Influence of configuration and microstructure on performance of La2NiO4+δ intermediate-temperature solid oxide fuel cells cathodes

• Area specific resistance of La2NiO4+δ (LNO) in symmetric cell lowest for Tsint ∼1000 °C.
• Microstructure dependence indicates role of surface diffusion of oxygen.
• Insertion of dense base-layer of LNO changes impedance from Gerischer dominated to thin layer type dispersion.
• Qualitative model explains the differences in impedance spectra and provides relation with oxygen exchange data.

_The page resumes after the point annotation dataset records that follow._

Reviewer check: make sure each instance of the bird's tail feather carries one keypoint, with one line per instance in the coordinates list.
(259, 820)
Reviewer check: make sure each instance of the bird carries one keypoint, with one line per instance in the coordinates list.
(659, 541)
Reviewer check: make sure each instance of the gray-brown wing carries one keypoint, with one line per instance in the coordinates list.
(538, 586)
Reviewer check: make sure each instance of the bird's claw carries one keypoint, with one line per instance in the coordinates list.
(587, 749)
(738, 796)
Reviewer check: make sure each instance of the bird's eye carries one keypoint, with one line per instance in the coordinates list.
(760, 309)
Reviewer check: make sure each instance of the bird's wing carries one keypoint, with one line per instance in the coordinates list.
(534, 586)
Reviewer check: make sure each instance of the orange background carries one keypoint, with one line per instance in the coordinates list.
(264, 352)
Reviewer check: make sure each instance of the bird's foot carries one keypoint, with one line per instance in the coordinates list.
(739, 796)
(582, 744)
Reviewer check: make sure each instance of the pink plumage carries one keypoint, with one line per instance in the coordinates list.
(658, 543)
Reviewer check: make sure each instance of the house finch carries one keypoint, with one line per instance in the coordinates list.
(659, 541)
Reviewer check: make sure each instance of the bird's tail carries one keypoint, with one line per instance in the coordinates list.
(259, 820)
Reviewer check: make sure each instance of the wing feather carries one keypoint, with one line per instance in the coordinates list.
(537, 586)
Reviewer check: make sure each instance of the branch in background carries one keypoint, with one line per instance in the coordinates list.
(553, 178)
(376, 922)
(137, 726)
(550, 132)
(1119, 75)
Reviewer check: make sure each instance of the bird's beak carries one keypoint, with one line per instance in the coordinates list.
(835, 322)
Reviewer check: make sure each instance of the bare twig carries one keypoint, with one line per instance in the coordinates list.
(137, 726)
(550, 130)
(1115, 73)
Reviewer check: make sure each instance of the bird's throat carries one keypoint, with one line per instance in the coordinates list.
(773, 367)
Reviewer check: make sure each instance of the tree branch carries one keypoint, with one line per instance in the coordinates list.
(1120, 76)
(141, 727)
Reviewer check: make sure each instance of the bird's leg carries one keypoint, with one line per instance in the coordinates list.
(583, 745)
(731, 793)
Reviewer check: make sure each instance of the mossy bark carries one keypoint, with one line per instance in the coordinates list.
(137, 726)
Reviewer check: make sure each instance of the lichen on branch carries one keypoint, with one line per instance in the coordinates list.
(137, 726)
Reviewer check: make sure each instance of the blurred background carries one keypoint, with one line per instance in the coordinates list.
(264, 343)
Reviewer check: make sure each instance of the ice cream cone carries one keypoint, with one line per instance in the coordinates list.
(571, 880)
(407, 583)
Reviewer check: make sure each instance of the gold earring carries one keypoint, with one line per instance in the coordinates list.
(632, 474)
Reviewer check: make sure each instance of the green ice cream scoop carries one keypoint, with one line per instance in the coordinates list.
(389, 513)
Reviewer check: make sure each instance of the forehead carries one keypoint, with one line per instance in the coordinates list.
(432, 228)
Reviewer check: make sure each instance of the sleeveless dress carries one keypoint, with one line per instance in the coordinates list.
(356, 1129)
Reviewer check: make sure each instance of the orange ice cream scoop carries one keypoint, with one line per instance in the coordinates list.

The influence of sintering temperature on the polarization resistance of screen printed La2NiO4+δ (LNO) cathodes is studied. The electrode dispersion is measured on symmetrical cells with a 100 μm 3% yttria-doped zirconia (TZ3Y) electrolyte and screen-printed yttria-doped ceria (YDC) barrier layers. The as-received commercial LNO powder was used in the formulation of the ink. For cathodes prepared following this procedure the optimum sintering temperature is 1000 °C. Analysis of the impedance spectra shows clearly a Gerischer dispersion (chemical impedance), with an activation energy of 124 kJ mol−1 for the exchange rate parameter KG. The addition of a dense LNO layer between electrolyte and porous electrode lowers the ASR by ∼35%, showing a significant change in the oxygen transfer mechanism. A tentative model, based on a global two step oxygen exchange mechanism, is presented. There are also strong indications that surface diffusion of mono atomic oxygen is a major transport path. The electronic conductivity of LNO is too low at the intended operating temperature of ∼600 °C, resulting in an additional resistance to the apparent electrolyte resistance.